When MLCC based on BaTiO3 were sintered in air at high temperatures, it is required to use noble metals (e.g., palladium, platinum, etc.) as internal electrodes, which do not melt and do not oxidize even when being fired in an atmosphere with a high partial pressure of oxygen. However, use of such noble metals becomes a barrier to cut down the production cost of multilayer ceramic capacitors. For example, the cost of internal electrodes occupies about 30 to 70% of the production cost of multilayer ceramic capacitors. For the reasons mentioned above, it is preferred to use a base metal such as Ni, Cu as the material of internal electrodes. However, if such base metals are used as a material for internal electrodes and fired in the conventional firing conditions of the dielectric ceramic materials, they would be oxidized easily and lose functions as the internal electrodes. Thus, in order to use such a base metal as a material for internal electrodes of multilayer ceramic capacitors, it is required to dope some elements such as Mn or Mg to avoid semiconductorization of BaTiO3 based dielectric material, and required to be fired in a neutral or reducing atmosphere with a low partial pressure of oxygen, so that to ensure sufficient insulation resistance and good dielectric properties.
To meet the requirements above, it has been proposed some non-reducible dielectric ceramic materials. For example, JP-A-63-103861 discloses a composition of BaTiO3—MnO—MgO-Rare earth element system. However, this dielectric ceramic composition is of no practical use since its insulation resistance and temperature coefficient of capacitor are affected by the grain size of the main component BaTiO3, thus making it difficult to control the composition to obtain stable dielectric properties.
In US 20040229746A1, a composition of BaTiO3—Mn3O4—Y2O3—Ho2O3—CaCO3—SiO2—B2O3—Al2O3—MgO—CaO is disclosed. Although it can be sintered at 1200° C. to 1300° C., the grain size is larger than 500 nm, which is not in favor of reducing the thickness of the dielectric layers.
In DE-19918091A1, a composition of BaTiO3—MgO—MnO—V2O5—Al2O3—Ho2O3—BaCO3—SrO—CaO—CoO—ZrO2 is disclosed. It satisfies the X7R characteristics: the dielectric constant can be adjusted at 2000-4000. However, the sintering temperature for this system is too high, over 1300° C. and the TCC at −55° C. or 125° C. is near −15%. Thus, the composition is not suitable for industrial production.

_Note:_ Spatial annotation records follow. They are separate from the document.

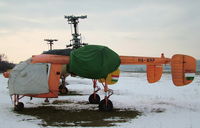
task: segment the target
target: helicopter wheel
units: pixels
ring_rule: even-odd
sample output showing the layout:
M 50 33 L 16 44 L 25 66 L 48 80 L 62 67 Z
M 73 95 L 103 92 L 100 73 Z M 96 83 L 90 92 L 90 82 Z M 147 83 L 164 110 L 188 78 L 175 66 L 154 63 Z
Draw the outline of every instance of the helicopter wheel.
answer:
M 113 110 L 113 104 L 112 101 L 110 101 L 109 99 L 103 99 L 100 103 L 99 103 L 99 110 L 100 111 L 112 111 Z
M 68 89 L 65 86 L 60 85 L 59 92 L 60 94 L 68 94 Z
M 98 94 L 91 94 L 89 97 L 90 104 L 99 104 L 100 102 L 100 96 Z
M 14 111 L 22 111 L 24 109 L 24 103 L 18 102 L 17 105 L 14 106 Z

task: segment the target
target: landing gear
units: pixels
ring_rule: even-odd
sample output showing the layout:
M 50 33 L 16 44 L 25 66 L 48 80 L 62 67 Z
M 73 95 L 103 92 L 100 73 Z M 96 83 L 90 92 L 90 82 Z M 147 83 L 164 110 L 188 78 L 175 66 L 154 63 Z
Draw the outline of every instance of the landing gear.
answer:
M 112 111 L 113 103 L 111 100 L 109 100 L 109 98 L 113 94 L 113 90 L 108 89 L 108 85 L 106 82 L 105 83 L 102 82 L 105 92 L 105 98 L 100 101 L 100 96 L 96 94 L 100 90 L 100 87 L 97 86 L 97 80 L 92 80 L 92 81 L 93 81 L 94 93 L 90 95 L 89 102 L 91 104 L 99 104 L 100 111 Z
M 59 86 L 59 92 L 60 92 L 60 94 L 68 94 L 68 89 L 67 89 L 67 87 L 65 87 L 65 76 L 61 76 L 61 80 L 62 80 L 62 82 L 61 82 L 61 85 Z
M 93 88 L 94 88 L 94 92 L 93 94 L 90 95 L 89 97 L 89 103 L 90 104 L 99 104 L 100 102 L 100 96 L 97 94 L 97 92 L 101 89 L 99 86 L 97 86 L 97 80 L 92 80 L 93 82 Z
M 113 110 L 113 103 L 109 100 L 110 96 L 113 94 L 113 90 L 108 89 L 107 83 L 102 83 L 105 92 L 105 98 L 99 103 L 99 110 L 100 111 L 112 111 Z
M 14 106 L 14 111 L 22 111 L 23 109 L 24 109 L 24 103 L 22 102 L 18 102 L 18 104 Z
M 69 91 L 65 86 L 60 85 L 59 92 L 60 92 L 60 94 L 68 94 Z
M 14 102 L 14 111 L 22 111 L 24 109 L 24 103 L 19 102 L 21 98 L 24 96 L 19 97 L 19 95 L 13 95 L 11 98 Z
M 96 93 L 93 93 L 89 97 L 90 104 L 99 104 L 100 102 L 100 96 Z
M 99 103 L 99 110 L 100 111 L 112 111 L 113 110 L 113 104 L 109 99 L 103 99 Z

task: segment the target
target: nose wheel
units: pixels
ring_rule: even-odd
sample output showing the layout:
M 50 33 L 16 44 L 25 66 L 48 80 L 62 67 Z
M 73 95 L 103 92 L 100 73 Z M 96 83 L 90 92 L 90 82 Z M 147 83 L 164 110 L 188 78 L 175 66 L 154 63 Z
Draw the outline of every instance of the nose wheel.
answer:
M 113 90 L 108 89 L 107 83 L 102 83 L 105 92 L 105 98 L 100 101 L 100 96 L 97 92 L 100 90 L 100 87 L 97 86 L 97 80 L 93 81 L 94 93 L 89 96 L 89 103 L 91 104 L 99 104 L 100 111 L 112 111 L 113 103 L 109 100 L 110 96 L 113 94 Z
M 97 92 L 98 92 L 99 90 L 101 90 L 101 88 L 100 88 L 99 86 L 97 86 L 97 80 L 92 80 L 92 82 L 93 82 L 94 92 L 93 92 L 93 94 L 91 94 L 91 95 L 89 96 L 88 100 L 89 100 L 89 103 L 90 103 L 90 104 L 99 104 L 101 98 L 100 98 L 100 96 L 97 94 Z
M 66 82 L 65 82 L 65 76 L 61 76 L 61 85 L 59 86 L 59 92 L 60 94 L 64 95 L 64 94 L 68 94 L 69 90 L 67 89 L 67 87 L 65 86 Z
M 100 96 L 96 93 L 93 93 L 89 97 L 90 104 L 99 104 L 100 103 Z
M 103 99 L 99 103 L 99 110 L 100 111 L 112 111 L 113 110 L 112 101 L 110 101 L 109 99 Z
M 19 100 L 21 98 L 23 98 L 24 96 L 19 96 L 19 95 L 13 95 L 11 97 L 13 103 L 14 103 L 14 111 L 22 111 L 24 109 L 24 103 L 23 102 L 19 102 Z

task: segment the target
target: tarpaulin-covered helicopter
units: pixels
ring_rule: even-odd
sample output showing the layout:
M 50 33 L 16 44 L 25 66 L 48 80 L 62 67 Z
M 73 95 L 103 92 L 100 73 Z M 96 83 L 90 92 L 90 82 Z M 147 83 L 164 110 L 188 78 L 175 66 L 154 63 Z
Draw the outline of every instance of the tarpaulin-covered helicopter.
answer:
M 14 102 L 15 110 L 22 110 L 24 104 L 20 99 L 24 96 L 37 98 L 57 98 L 60 93 L 66 93 L 65 78 L 68 74 L 92 79 L 94 91 L 89 102 L 99 104 L 99 110 L 111 111 L 113 104 L 109 97 L 113 91 L 108 85 L 118 81 L 120 65 L 146 65 L 147 80 L 154 83 L 160 80 L 163 73 L 163 64 L 171 65 L 172 80 L 176 86 L 191 83 L 196 72 L 196 60 L 187 55 L 176 54 L 172 58 L 119 56 L 106 46 L 88 45 L 82 43 L 78 33 L 79 19 L 87 16 L 65 16 L 73 26 L 70 45 L 66 49 L 45 51 L 34 55 L 30 59 L 18 64 L 11 72 L 5 72 L 9 78 L 9 93 Z M 46 40 L 52 43 L 56 40 Z M 62 80 L 60 85 L 60 79 Z M 102 83 L 105 97 L 100 100 L 97 92 L 100 88 L 97 82 Z

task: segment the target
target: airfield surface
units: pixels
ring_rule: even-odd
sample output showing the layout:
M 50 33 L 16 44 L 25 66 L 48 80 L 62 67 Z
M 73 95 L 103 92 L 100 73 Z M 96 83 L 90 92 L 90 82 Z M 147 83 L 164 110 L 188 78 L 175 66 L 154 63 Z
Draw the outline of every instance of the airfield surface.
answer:
M 59 99 L 22 99 L 25 109 L 14 112 L 7 89 L 7 79 L 0 74 L 0 128 L 36 127 L 126 127 L 126 128 L 199 128 L 200 76 L 184 87 L 173 85 L 170 74 L 163 74 L 155 84 L 148 84 L 145 73 L 123 72 L 111 85 L 114 110 L 98 111 L 88 103 L 92 81 L 68 77 L 69 95 Z M 101 86 L 101 84 L 98 84 Z M 103 89 L 103 88 L 102 88 Z M 103 90 L 99 92 L 104 97 Z

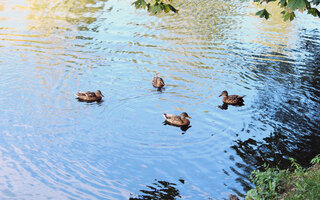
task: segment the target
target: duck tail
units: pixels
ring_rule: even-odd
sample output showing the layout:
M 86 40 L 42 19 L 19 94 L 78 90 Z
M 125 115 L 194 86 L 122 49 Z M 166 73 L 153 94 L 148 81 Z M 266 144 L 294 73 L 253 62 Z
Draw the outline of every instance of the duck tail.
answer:
M 167 117 L 167 114 L 166 113 L 163 113 L 163 115 L 162 115 L 165 119 L 167 119 L 168 117 Z

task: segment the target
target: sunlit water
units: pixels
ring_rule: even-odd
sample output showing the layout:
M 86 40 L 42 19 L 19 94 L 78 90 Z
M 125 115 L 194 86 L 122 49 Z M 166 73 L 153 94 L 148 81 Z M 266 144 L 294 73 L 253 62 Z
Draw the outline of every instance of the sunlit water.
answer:
M 319 19 L 265 21 L 238 1 L 160 16 L 130 4 L 0 3 L 1 199 L 223 199 L 265 162 L 320 153 Z M 102 102 L 75 99 L 96 89 Z M 245 105 L 221 109 L 222 90 Z M 188 130 L 162 124 L 182 111 Z

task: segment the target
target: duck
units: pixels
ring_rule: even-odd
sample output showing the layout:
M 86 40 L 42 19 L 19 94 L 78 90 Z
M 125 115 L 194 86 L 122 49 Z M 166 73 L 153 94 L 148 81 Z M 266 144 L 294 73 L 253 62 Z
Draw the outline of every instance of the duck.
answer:
M 77 92 L 76 97 L 82 101 L 100 101 L 104 97 L 100 90 L 96 92 Z
M 239 198 L 236 195 L 229 194 L 229 200 L 239 200 Z
M 221 97 L 221 96 L 223 96 L 223 98 L 222 98 L 223 103 L 233 104 L 233 105 L 241 105 L 244 102 L 243 97 L 245 97 L 246 95 L 244 95 L 244 96 L 228 95 L 228 92 L 226 90 L 224 90 L 219 95 L 219 97 Z
M 161 77 L 159 77 L 157 74 L 153 75 L 152 78 L 152 85 L 155 88 L 161 89 L 165 84 Z
M 174 126 L 189 126 L 190 121 L 187 118 L 192 119 L 186 112 L 180 115 L 163 113 L 163 117 L 166 119 L 166 122 Z

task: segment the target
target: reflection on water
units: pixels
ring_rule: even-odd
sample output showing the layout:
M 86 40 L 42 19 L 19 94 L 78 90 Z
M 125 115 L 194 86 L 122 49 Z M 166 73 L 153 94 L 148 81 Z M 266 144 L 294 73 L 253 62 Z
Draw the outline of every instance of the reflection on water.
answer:
M 162 16 L 129 1 L 0 3 L 1 197 L 243 197 L 263 163 L 320 153 L 319 20 L 177 3 Z M 96 88 L 101 102 L 74 97 Z M 245 105 L 222 104 L 224 89 Z M 192 127 L 164 126 L 173 111 Z
M 130 197 L 130 200 L 139 200 L 139 199 L 168 199 L 174 200 L 181 198 L 179 190 L 176 188 L 175 183 L 169 183 L 167 181 L 158 181 L 153 183 L 151 186 L 146 186 L 148 190 L 140 190 L 142 195 L 138 197 Z M 184 183 L 183 179 L 179 180 L 180 183 Z

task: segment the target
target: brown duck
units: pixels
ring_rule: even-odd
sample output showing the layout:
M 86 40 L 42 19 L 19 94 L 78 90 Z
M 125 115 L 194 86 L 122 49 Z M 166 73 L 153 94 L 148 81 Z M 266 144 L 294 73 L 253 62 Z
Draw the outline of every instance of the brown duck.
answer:
M 165 84 L 161 77 L 159 77 L 157 74 L 153 75 L 152 78 L 152 85 L 155 88 L 161 89 Z
M 191 119 L 191 117 L 186 112 L 181 113 L 181 115 L 163 113 L 163 117 L 169 124 L 174 126 L 188 126 L 190 124 L 190 121 L 187 118 Z
M 104 97 L 100 90 L 96 92 L 78 92 L 76 96 L 82 101 L 100 101 Z
M 228 95 L 228 92 L 226 90 L 222 91 L 222 93 L 219 95 L 219 97 L 223 96 L 222 102 L 226 104 L 243 104 L 243 97 L 244 96 L 239 96 L 239 95 Z

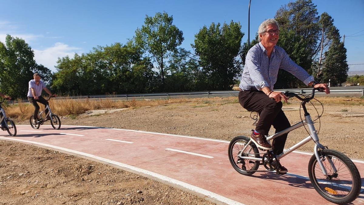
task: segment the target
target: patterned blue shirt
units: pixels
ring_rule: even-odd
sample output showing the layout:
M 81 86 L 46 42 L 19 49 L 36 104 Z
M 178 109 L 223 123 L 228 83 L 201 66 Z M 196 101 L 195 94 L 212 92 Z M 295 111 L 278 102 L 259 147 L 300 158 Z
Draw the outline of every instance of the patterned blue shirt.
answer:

The development of electronic equipments towards miniaturization and high performance requires smaller multilayer ceramic capacitors (MLCCs) for industry application. The thickness of dielectric layer becomes thinner and thinner, from 10 μm to 5 μm, 2 μm, 1 μm, and even below 1 μm. In order to ensure the reliability of MLCCs, the corresponding grain size should be reduced from 1000 nm to 500 nm, 200 nm, 100 nm, and even smaller. Meanwhile, the grain size should be very uniform. However, the reducing of the grain size generally induces the decreasing of the dielectric constant. In U.S. 62/709,906B1, when the grain size of the ceramic reduces to 100 nm to 200 nm, the dielectric constant is 1600 to 1800, lower than 2000.
Therefore, the problem that this invention intends to solve is to control the composition, microstructure and sintering process of the dielectric ceramic material to obtain a dielectric material suitable to be used for an ultrafine grained and temperature-stable multilayer ceramic capacitor.